Data Masking and eDiscovery point solutions have some serious drawbacks if you intend on using them to address DLP requirements. Here are just a few we see regularly:
- Accuracy and Detection Methods. The detection methods for identifying sensitive data are limited to very basic approaches like regex pattern and keyword matching. The net results are high rates of false positives (and false negatives) resulting in overflowing incident queues. DLP solutions on the other hand, have many different detection methods that can be layered for more accurate results. And for PII/PCI, we can tune DLP policies for near 100% accuracy (no exaggeration). False negatives might be an even bigger problem and you can’t quantify that impact because the activity is flat-out missed!
- Detection Limited to Certain Data Types. With basic detection methods it’s easy to identify credit card numbers, Social Security Numbers, names, email addresses, medical IDs, ABA bank routing numbers, and financial codes. But what if the data is more complex than that? Data discovery tools alone are not designed to address this. DLP tools are specifically designed to find all types of data and in our experience have proven to be far more effective.

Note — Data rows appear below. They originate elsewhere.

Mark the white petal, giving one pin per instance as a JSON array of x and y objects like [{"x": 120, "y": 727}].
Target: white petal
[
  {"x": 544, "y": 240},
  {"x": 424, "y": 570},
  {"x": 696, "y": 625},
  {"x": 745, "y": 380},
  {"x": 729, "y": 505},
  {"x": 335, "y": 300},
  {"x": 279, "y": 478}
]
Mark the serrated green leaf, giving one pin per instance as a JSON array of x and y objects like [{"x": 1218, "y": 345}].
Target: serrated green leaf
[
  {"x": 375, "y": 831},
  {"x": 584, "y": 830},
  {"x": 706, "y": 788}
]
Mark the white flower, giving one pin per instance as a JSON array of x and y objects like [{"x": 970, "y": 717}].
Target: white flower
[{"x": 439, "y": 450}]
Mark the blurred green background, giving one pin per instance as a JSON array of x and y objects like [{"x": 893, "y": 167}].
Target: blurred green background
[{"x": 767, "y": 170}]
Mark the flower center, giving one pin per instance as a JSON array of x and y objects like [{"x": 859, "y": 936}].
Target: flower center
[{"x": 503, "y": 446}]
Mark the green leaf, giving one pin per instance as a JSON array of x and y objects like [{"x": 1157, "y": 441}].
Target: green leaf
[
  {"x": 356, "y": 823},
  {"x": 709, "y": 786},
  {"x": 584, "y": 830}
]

- Comprehensive Coverage. Data masking and discovery tools are not part of a comprehensive data protection ecosystem. So, when you go from discovering data at rest to the next step of DLP (data in motion/at rest), you’ll end up with multiple vendors – and multiple management consoles. Those who don’t live in the DLP world may not recognize the time it takes to triage/manage DLP incidents. Each incident should be seen as a trouble ticket that needs to be worked through to closure. This includes investigating and confirming the incident, bringing in other resources (other individuals/departments who might know the data more intimately), HR, Legal, etc., to finally close the incident. Don’t underestimate the time it takes to triage and manage these incidents. And this problem is exacerbated by solutions with inaccurate detection and high false positive rates.
- Negative Impact of Multiple Solutions. With 3-4 different “DLP” solutions, you have to work across multiple consoles to create and manage the many complex policies, run comprehensive reports and manage incident queues. And if the 3-4 solutions’ detection capabilities are not up to snuff, each solution queue could be throwing off dozens or more incidents each day (we often see hundreds or even thousands of incidents), you end up with a terrible mess that no one can manage. If no one manages it, then you’re not effectively protecting your sensitive data and you’re only getting a fraction of the value possible from your the DLP investment.